Launching the commitment, Metro Mayor Steve Rotheram said: “Whether it was the global outpouring of anger following the death of George Floyd, or the disproportionate impact the COVID pandemic has had on different communities across our city region, the events of this year have brought into sharp focus the deep-seated and structural inequalities which still exist in our society.
“We are launching our Race Equality Programme because we recognise that the only way we can take meaningful action and bring about change in response, is for every part of our community to acknowledge the issues honestly, listen, learn and take action.
“As part of this I am committing the combined authority to take a hard and honest look at its own shortcomings.
“With our Declaration of Intent on Race Equality, we will set ourselves challenging targets to ensure that our workforce reflects the communities we serve much better than it does currently and to ensure that our funding programmes are more accessible and have positive impact for our BAME communities.
“But we know we can do more and we want to make sure we get this right so we will be working with BAME communities and institutions to develop solutions, I would encourage everyone to take part in the consultation work we will be undertaking.”
Claire Dove, VCSE Crown Representative for the UK Government, said: “Black Lives Matter protests have given us a stark and unavoidable reminder that we are not doing anywhere near enough to tackle race inequality in our city region.
“By being honest, reflecting on ourselves and collaborating, we have a new and vital opportunity to co-design solutions involving all our communities that can have a real and lasting impact.
“I believe young people should drive this change, it is their future , they have the motivation and energy to make a change, but we need to empower them and commit to translate their ideas and feedback into action.”
Garth Dallas, head of collaborations for the Good Business Festival, said: “Liverpool City Region has a diverse population from around the globe. It is home to the oldest Black African Community in the UK dating back to the 1730s, yet there are only a few black-led businesses in the city region and very scarce information is available on black-led business enterprise activity.
“The Good Business Festival is placing a spotlight on Liverpool City Region’s aspiration of being ‘a good place to do business because its businesses are good’.
“I, therefore, totally support the Liverpool City Region Combined Authority’s approach to take action on race equality, and its aim of identifying effective frameworks and models to help black-led businesses start-up, scale-up and add significantly to the economic activity of the region. Any inclusive economic growth strategy must address the under-representation of black-led businesses in the city region.”

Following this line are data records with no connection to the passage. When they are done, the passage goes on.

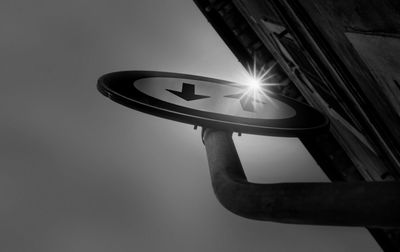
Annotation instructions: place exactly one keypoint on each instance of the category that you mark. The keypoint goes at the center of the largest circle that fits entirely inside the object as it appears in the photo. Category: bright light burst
(256, 83)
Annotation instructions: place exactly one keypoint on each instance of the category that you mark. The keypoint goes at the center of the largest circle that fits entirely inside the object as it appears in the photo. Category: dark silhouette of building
(341, 57)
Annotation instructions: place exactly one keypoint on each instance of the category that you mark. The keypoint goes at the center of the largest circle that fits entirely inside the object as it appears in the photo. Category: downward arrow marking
(187, 93)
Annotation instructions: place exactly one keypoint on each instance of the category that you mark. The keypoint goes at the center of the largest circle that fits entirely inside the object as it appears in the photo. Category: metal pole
(372, 204)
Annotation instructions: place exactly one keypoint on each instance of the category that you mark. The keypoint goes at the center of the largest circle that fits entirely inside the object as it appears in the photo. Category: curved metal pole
(373, 204)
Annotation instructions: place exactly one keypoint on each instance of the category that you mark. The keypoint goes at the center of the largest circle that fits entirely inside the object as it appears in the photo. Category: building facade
(339, 56)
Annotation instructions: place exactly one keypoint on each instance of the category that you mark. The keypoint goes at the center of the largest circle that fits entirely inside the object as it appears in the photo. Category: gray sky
(82, 173)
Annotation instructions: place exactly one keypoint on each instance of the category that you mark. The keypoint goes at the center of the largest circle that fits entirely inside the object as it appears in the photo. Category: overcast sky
(79, 172)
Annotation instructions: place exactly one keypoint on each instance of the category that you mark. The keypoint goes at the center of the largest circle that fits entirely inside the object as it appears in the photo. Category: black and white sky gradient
(79, 172)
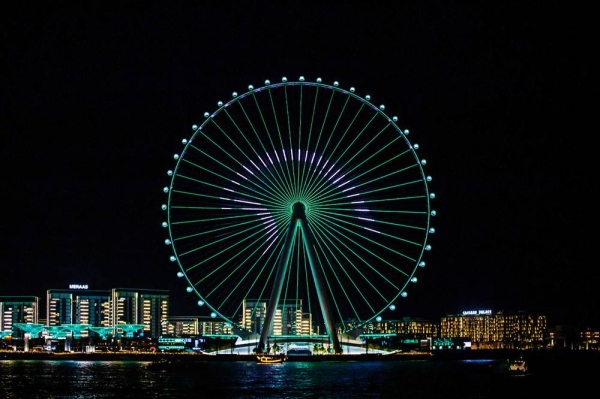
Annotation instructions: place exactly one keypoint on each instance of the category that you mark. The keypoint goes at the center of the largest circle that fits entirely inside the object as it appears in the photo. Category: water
(28, 379)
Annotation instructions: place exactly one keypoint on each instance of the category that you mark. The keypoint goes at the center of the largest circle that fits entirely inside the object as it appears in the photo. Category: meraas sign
(78, 286)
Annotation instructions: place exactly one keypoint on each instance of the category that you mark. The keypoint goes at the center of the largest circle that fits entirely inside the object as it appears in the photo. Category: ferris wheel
(302, 194)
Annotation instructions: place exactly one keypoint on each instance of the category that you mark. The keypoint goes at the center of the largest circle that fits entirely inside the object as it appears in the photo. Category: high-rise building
(18, 309)
(501, 330)
(78, 306)
(141, 306)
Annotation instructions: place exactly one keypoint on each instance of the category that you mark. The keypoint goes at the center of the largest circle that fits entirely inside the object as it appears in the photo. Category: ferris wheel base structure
(298, 222)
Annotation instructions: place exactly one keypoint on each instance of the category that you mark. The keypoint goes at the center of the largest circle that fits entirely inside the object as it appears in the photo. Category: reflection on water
(25, 379)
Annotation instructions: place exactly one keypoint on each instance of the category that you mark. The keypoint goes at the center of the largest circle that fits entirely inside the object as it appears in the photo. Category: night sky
(96, 100)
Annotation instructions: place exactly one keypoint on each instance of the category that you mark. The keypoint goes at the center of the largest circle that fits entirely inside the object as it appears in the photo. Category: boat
(517, 365)
(266, 358)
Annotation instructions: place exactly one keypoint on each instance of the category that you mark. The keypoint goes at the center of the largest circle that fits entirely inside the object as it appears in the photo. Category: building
(18, 309)
(140, 306)
(483, 329)
(78, 306)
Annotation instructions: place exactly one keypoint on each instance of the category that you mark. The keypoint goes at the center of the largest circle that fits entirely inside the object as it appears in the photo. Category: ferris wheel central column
(299, 220)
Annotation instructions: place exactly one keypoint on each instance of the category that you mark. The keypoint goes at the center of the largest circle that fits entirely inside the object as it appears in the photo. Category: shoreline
(434, 355)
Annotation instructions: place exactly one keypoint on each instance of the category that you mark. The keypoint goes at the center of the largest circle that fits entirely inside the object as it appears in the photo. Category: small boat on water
(266, 358)
(517, 365)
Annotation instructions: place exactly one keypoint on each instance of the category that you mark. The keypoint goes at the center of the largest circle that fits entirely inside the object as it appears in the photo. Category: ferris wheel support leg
(320, 286)
(282, 266)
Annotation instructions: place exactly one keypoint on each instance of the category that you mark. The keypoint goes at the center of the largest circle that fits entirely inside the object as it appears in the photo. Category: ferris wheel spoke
(231, 276)
(342, 246)
(328, 252)
(371, 241)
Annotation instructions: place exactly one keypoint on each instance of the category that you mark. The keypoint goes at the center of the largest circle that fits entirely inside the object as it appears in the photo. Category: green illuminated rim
(361, 181)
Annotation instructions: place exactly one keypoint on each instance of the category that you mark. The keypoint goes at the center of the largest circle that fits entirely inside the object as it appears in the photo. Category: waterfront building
(140, 306)
(501, 330)
(78, 306)
(18, 309)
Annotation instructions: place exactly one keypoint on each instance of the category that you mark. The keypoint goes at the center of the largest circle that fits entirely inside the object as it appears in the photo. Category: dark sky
(96, 100)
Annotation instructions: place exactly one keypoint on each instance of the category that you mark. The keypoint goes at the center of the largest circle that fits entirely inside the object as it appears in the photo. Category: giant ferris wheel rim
(222, 107)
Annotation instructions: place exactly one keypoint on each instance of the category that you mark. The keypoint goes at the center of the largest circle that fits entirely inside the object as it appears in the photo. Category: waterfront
(434, 378)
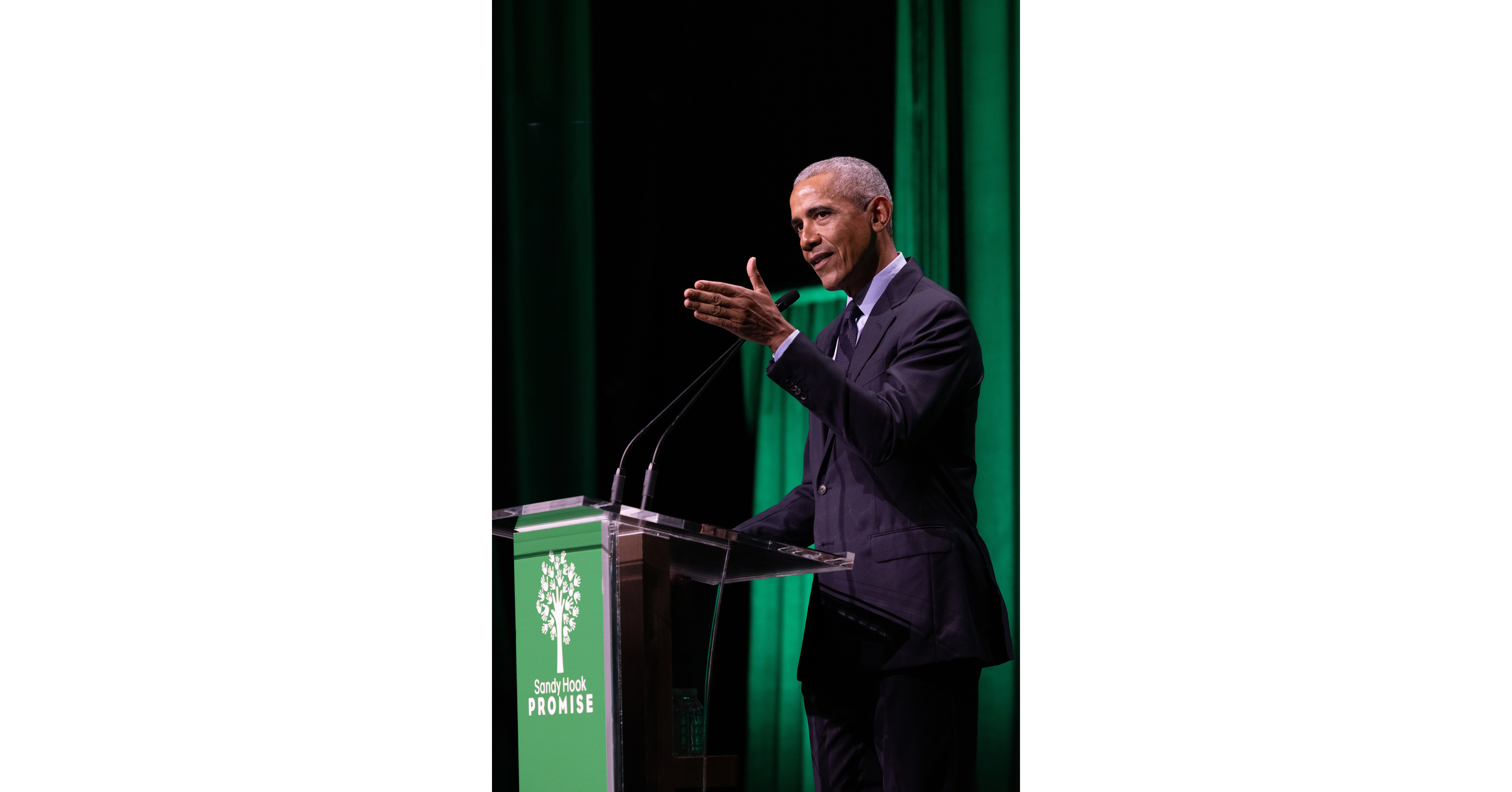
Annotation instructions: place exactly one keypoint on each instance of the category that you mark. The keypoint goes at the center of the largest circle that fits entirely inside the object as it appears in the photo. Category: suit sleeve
(929, 369)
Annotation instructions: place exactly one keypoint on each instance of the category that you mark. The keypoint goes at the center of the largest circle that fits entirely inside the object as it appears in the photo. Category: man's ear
(880, 214)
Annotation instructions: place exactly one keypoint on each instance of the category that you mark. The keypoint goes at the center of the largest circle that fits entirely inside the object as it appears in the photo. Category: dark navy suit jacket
(888, 474)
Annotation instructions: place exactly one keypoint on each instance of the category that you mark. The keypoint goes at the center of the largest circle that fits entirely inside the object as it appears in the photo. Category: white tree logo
(559, 601)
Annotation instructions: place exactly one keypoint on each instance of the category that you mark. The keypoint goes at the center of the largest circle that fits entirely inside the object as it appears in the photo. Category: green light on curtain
(778, 734)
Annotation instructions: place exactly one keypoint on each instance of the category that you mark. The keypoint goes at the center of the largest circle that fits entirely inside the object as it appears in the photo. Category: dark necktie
(847, 345)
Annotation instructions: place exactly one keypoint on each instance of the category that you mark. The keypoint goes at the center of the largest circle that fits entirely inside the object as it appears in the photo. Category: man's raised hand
(749, 314)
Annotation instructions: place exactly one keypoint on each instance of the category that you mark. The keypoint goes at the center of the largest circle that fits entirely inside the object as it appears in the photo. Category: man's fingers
(711, 298)
(716, 321)
(720, 288)
(757, 282)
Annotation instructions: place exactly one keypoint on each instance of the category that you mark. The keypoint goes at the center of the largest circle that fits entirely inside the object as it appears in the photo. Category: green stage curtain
(548, 227)
(956, 135)
(922, 143)
(990, 212)
(778, 734)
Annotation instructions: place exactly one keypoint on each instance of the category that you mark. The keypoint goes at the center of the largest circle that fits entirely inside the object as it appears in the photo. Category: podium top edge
(551, 505)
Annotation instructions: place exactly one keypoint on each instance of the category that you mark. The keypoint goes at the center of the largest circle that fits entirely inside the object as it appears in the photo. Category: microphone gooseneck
(649, 489)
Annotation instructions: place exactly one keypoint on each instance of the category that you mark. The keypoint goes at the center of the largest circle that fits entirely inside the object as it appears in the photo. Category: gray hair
(855, 179)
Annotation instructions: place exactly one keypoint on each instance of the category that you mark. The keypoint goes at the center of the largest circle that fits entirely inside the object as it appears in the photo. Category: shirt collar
(879, 285)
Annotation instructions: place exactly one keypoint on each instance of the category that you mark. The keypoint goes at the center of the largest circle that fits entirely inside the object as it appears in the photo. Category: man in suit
(894, 649)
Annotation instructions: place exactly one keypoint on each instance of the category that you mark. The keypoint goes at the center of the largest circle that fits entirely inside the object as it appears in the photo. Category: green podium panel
(593, 639)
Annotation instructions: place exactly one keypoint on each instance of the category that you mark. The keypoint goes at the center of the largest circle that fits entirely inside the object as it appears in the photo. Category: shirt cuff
(784, 347)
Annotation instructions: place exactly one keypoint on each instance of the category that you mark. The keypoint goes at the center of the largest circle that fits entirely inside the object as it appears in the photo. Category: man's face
(837, 238)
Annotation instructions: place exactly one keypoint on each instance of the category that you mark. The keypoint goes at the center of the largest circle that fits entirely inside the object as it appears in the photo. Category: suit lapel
(882, 317)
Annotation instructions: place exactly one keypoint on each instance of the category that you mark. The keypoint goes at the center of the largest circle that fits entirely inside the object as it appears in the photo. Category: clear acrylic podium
(598, 639)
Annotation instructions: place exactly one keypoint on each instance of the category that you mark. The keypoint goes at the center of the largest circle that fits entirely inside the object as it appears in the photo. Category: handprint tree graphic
(559, 601)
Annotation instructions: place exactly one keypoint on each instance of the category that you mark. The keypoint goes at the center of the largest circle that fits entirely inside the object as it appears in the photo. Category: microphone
(649, 486)
(617, 483)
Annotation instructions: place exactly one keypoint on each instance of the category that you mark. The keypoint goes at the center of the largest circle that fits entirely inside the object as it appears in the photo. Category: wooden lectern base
(687, 771)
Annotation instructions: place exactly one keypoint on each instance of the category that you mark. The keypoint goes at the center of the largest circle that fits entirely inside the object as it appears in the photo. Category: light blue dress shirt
(879, 285)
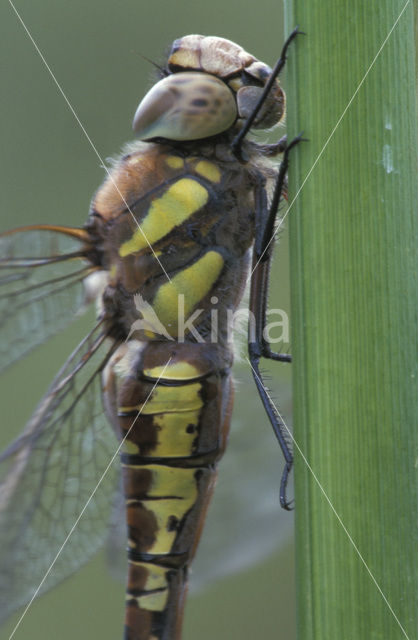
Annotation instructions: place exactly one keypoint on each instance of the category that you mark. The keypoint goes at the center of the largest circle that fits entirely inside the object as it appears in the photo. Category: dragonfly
(134, 424)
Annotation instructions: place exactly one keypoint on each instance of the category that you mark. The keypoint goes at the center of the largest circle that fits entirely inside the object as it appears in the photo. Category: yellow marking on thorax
(208, 170)
(179, 202)
(170, 399)
(194, 282)
(176, 371)
(174, 162)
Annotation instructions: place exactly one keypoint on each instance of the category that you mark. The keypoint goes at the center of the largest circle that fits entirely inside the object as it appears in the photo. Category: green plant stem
(354, 317)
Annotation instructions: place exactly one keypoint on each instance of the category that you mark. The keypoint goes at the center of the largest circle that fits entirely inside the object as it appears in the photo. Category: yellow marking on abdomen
(179, 202)
(170, 400)
(167, 481)
(176, 371)
(174, 162)
(177, 433)
(194, 283)
(208, 170)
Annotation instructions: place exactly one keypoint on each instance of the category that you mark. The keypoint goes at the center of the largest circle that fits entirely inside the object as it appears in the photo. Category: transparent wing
(42, 274)
(245, 522)
(48, 477)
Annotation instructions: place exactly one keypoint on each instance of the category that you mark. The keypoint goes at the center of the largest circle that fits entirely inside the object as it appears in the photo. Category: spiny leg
(258, 346)
(237, 142)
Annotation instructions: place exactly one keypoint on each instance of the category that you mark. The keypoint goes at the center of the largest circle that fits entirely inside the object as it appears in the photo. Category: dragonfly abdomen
(173, 412)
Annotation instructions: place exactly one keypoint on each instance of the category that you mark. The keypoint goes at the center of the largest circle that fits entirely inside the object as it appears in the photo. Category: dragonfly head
(212, 86)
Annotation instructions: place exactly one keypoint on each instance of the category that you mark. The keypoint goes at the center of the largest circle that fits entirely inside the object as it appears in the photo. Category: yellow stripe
(194, 283)
(176, 371)
(171, 400)
(178, 482)
(174, 162)
(179, 202)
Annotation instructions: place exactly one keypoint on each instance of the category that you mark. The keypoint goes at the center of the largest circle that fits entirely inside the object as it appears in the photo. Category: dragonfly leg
(237, 142)
(258, 346)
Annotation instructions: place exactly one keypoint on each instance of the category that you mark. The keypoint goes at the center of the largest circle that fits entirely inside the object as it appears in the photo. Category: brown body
(175, 420)
(165, 254)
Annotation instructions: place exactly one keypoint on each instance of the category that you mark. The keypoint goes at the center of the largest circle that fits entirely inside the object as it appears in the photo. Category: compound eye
(185, 106)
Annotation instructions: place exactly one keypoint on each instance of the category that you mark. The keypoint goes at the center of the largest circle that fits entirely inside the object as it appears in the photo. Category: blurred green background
(49, 173)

Asif Hamid, chair of the Liverpool City Region Local Enterprise Partnership (LEP), said: “I believe it is our responsibility to fully and comprehensively ensure that we are part of the solution for racial justice in our city region and not part of the problem, and I welcome the formation of this programme to do just that.
“The LEP will be working with our board members, our sector sub-boards, our local businesses and business-facing organisations to ensure we are getting to the heart of the challenges and barriers faced.
“We can then work together to develop meaningful actions and plans that we can all undertake to make sure businesses are doing everything they can to eradicate racial injustice within the workplace.”
Tracey Gore, chair of Liverpool’s Race Equality Task Force, said: “It is welcome that the combined authority have taken the steps to set up this collaborative partnership to put in place a meaningful plan of action to address racial inequalities and injustices across our city region.
“As chair of Liverpool’s Race Task Force, I look forward to working collaboratively with the combined authority.
“It will mean uncomfortable discussions and lifting the lid on the ‘too hard to do’ box, all necessary, if we are to make long lasting change.
“It is our collective responsibility to make sure that the city region’s response to entrenched racial discrimination has a long lasting, positive impact for all of our citizens now and for future generations to come.”
The combined authority and partners will now commence work directly with BAME community organisations across the city region to take forward the work.